IT SEEMS OBVIOUS but listening to sad songs when you're depressed is nothin' but trouble. Because if you're truly low and beat down to the dirt—not just pissy after a breakup—romanticized melancholia for art's sake isn't so romantic anymore. Mid-level bummed? By all means have at these songs. But if you've got the real-deal, nuclear-winter Big Bummer coming on, tread lightly.
Johnny Cash, "Hurt"—When Trent Reznor did this one he sounded like a melodramatic little bitch, but Johnny's bare, mortality-haunted version ACHES.
Bright Eyes, "Amy in the White Coat"—This slow, tape-hissy, lo-fi ballad of a teenage girl raped daily by her father, taunted by classmates, and slowly pulling into herself is staggeringly ice cold. This'll freeze you up in three seconds like the ice-age shit from The Day After Tomorrow.
Loretta Lynn, "Miss Being Mrs."—This will kick the knees out from under anybody that's ever been terrified to the point of paralysis over the death of a soul mate. Aloneness—not just loneliness—personified.

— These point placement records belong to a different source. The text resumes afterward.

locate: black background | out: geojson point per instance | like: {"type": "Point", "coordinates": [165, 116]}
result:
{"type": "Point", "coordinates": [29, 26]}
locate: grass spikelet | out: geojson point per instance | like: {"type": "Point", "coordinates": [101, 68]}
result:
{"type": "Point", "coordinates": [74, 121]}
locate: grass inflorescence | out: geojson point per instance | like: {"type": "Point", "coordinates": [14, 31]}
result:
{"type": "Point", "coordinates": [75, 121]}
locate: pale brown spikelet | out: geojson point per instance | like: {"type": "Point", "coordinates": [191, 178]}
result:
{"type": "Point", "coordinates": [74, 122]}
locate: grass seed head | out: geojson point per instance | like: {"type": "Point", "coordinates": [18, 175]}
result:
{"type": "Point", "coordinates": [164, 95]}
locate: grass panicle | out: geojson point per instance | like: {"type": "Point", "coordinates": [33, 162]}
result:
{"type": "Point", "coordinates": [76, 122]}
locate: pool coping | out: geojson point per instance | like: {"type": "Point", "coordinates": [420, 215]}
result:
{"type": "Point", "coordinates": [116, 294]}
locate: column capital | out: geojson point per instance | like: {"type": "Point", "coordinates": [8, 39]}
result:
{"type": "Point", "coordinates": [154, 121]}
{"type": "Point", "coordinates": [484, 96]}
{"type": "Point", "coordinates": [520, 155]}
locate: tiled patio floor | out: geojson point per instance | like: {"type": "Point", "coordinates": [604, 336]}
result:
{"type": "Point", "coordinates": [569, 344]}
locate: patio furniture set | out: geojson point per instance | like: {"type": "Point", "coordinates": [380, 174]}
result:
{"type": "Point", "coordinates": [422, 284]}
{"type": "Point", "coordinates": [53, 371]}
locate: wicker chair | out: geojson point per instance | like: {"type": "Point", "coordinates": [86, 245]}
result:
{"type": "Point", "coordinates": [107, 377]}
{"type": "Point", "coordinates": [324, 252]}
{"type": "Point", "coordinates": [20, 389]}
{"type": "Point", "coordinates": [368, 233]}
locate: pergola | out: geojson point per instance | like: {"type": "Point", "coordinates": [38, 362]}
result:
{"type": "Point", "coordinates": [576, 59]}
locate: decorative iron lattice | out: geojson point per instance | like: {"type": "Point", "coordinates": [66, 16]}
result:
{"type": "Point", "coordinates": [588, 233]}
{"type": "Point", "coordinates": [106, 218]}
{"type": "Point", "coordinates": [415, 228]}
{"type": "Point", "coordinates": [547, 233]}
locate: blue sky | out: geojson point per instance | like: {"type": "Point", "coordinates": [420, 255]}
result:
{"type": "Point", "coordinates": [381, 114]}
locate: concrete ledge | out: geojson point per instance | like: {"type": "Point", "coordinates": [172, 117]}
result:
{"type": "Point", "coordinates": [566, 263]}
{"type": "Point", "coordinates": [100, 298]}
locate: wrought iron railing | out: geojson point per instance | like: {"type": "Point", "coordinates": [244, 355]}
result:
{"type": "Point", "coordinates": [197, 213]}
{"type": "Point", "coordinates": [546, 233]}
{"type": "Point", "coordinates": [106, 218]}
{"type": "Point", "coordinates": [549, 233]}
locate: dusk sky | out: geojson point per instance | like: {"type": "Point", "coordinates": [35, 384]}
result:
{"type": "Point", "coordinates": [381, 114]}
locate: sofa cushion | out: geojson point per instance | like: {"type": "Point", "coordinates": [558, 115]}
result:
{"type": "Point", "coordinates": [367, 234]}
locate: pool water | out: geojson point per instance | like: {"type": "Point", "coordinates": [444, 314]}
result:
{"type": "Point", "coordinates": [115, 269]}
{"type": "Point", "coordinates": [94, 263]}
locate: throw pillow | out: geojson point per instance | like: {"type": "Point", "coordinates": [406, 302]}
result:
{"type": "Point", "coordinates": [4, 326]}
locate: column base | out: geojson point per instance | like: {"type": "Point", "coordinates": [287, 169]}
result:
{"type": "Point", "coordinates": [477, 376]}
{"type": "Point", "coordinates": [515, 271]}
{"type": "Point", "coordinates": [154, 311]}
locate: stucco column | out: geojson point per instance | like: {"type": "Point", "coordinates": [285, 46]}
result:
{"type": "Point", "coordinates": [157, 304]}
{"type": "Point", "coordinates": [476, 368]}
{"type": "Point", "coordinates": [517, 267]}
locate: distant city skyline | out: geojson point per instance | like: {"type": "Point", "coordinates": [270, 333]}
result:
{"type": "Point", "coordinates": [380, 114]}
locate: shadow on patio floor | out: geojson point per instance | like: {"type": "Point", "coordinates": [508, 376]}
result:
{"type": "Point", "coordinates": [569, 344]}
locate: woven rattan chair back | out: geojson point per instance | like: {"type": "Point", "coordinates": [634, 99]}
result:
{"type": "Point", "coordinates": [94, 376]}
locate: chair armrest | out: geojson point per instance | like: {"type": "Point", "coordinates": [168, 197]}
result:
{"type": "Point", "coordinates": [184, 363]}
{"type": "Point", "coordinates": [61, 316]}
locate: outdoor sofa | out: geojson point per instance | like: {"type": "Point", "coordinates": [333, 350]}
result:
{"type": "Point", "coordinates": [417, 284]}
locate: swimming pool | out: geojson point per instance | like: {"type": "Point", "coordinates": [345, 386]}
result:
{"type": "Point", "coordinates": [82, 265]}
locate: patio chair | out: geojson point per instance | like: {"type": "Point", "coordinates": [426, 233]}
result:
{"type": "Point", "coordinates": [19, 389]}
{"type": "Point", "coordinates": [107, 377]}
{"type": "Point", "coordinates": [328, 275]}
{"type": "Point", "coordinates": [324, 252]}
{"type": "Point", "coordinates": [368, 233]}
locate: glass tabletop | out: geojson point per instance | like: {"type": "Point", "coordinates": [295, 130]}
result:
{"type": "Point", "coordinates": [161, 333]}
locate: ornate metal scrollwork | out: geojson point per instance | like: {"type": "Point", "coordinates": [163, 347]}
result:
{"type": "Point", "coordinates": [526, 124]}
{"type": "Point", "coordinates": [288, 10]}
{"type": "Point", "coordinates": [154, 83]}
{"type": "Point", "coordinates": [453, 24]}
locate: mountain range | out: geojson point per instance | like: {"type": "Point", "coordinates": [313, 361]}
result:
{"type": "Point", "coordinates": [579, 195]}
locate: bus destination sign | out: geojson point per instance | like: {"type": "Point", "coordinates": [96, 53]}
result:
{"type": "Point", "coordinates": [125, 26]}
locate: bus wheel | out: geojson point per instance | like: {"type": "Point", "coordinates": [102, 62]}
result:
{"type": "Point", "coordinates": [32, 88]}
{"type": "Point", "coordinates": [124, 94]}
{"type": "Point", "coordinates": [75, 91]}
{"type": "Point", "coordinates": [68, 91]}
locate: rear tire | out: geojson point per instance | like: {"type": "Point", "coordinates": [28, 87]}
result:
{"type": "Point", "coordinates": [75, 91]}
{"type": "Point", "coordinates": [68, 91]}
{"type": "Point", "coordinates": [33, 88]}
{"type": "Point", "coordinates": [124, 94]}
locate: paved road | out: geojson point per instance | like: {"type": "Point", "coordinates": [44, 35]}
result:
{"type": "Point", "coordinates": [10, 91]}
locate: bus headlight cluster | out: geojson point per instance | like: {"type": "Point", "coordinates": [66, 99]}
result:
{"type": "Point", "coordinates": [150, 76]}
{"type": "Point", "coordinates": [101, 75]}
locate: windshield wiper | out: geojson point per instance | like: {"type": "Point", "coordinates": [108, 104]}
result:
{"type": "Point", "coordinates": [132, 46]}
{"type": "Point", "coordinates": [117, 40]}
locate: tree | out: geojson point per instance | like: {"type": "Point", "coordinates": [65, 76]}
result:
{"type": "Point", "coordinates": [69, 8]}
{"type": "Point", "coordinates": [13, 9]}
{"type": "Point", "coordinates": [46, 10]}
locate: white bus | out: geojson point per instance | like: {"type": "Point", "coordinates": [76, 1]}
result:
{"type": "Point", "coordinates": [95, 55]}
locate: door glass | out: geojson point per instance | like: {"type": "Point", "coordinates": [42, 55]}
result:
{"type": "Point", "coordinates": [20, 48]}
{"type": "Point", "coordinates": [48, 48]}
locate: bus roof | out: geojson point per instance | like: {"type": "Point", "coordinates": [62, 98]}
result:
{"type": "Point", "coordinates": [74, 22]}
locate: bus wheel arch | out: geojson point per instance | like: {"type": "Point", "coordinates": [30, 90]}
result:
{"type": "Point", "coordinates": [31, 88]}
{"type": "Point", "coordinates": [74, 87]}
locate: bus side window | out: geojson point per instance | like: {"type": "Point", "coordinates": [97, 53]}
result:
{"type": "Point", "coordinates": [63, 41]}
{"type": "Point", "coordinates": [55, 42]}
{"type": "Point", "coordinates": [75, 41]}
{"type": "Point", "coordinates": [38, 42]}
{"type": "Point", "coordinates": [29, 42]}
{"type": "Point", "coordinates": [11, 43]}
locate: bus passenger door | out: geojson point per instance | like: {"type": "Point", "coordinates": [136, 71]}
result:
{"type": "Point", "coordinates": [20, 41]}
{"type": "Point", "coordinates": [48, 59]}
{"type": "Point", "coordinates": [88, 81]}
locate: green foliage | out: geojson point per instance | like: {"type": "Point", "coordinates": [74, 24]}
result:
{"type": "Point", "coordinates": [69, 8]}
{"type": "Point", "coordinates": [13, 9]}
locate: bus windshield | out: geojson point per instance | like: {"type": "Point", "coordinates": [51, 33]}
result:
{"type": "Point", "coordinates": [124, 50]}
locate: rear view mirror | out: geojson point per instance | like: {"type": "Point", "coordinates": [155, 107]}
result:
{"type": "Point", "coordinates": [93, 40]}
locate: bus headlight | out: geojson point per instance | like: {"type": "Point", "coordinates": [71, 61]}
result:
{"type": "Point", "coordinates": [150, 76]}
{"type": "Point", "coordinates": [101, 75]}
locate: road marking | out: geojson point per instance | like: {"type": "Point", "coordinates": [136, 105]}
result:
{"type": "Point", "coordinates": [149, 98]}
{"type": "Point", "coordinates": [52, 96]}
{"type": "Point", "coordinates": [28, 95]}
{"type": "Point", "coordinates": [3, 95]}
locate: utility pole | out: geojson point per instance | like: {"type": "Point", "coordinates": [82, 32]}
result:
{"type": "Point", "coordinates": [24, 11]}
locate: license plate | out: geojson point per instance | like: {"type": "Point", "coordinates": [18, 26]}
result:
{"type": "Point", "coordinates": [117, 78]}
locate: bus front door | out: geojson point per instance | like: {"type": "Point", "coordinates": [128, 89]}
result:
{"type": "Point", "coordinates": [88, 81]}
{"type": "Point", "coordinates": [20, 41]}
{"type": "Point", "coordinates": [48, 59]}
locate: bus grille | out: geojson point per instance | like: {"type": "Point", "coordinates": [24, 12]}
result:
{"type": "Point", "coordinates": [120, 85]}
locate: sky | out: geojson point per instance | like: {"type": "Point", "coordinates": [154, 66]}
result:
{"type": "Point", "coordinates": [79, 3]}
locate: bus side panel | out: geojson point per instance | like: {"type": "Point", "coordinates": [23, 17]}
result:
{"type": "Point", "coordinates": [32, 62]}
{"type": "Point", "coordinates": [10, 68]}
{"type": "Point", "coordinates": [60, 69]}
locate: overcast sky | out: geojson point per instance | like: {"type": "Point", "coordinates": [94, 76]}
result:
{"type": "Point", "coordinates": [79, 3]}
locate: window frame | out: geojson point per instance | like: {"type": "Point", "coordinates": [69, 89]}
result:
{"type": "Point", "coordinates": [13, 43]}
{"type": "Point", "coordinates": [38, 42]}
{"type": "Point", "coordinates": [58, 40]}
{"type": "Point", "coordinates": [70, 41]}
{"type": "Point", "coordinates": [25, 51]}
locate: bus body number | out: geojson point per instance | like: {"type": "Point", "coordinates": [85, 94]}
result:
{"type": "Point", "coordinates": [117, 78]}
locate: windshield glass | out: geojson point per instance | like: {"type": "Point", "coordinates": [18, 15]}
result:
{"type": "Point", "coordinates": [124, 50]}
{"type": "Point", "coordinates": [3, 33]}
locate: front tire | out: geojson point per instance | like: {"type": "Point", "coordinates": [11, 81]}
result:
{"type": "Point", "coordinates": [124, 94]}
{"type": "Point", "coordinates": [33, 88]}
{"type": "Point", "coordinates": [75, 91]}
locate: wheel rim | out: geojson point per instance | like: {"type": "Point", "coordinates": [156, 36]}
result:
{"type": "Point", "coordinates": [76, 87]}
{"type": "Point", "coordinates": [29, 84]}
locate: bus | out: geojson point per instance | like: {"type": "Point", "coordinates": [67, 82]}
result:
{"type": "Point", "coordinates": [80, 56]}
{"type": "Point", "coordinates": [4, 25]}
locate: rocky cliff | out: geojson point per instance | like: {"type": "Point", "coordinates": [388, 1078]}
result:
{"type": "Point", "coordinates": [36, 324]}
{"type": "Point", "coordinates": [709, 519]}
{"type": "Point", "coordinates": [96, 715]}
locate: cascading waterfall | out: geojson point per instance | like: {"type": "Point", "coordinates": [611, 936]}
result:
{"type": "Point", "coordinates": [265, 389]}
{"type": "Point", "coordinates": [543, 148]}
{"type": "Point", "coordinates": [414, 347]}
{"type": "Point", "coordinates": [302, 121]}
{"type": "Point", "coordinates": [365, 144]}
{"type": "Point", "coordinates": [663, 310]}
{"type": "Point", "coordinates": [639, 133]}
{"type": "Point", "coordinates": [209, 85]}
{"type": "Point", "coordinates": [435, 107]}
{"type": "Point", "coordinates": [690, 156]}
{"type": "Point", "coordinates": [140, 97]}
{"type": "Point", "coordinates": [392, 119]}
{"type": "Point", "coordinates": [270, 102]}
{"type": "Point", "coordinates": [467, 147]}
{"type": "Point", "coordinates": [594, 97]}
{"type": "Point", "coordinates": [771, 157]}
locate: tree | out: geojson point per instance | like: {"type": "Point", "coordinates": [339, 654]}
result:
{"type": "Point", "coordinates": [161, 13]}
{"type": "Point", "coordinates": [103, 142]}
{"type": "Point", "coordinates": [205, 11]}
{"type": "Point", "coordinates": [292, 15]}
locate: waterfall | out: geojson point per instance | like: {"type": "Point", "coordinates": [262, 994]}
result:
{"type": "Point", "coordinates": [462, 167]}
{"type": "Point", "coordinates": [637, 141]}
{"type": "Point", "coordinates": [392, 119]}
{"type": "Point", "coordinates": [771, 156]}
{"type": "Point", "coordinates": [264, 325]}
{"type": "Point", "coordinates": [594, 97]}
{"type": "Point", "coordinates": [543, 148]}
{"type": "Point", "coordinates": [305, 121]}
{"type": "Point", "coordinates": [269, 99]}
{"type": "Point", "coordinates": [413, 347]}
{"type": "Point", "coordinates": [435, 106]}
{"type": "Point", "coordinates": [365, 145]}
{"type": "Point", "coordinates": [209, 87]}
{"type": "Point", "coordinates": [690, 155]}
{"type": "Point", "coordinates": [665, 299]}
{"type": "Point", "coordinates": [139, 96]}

Rolling Stones, "Wild Horses"—Best song about being in denial of snuffed-out love EVER. Mick can sound like a huge, wrinkled, coke-snuffling phony sometimes when he sings but this one he's feelin' it. So are we.
Van Morrison, "TB Sheets"—Like Loretta Lynn's track, the death of love ain't got SHIT on the death of a lover.
The Pogues, "Fairytale of New York"—A song about hope for the coming new year but GODDAMNIT life is rough for the narrator and his lady. Good companion piece to Angela's Ashes and The Dubliners. We Irish got it hard, man.
Death Cab for Cutie, "Styrofoam Plates"—Deadbeat dad songs can be harrowing, especially ones that take place at Catholic funerals.
Elvis Presley, "Are You Lonesome Tonight?"—The fact that Big E was just a sad, confused, homesick child comes through—intensely—in this one from '68. Can you "mean it" when you sing somebody else's words? Fuck yes. No wonder he took so many drugs and wore ugly sunglasses all the time.
Kind of Like Spitting, "All Else Failed"—Dude's DESTROYING himself over a girl in this one. Hope she was worth it.
Marty Robbins, "Feleena (from El Paso)"—Before the Decemberists, '60s country star Marty Robbins was singing the hell outta detailed, elaborate, pseudo-historical murder ballads. My grandma says he was a big asshole, though.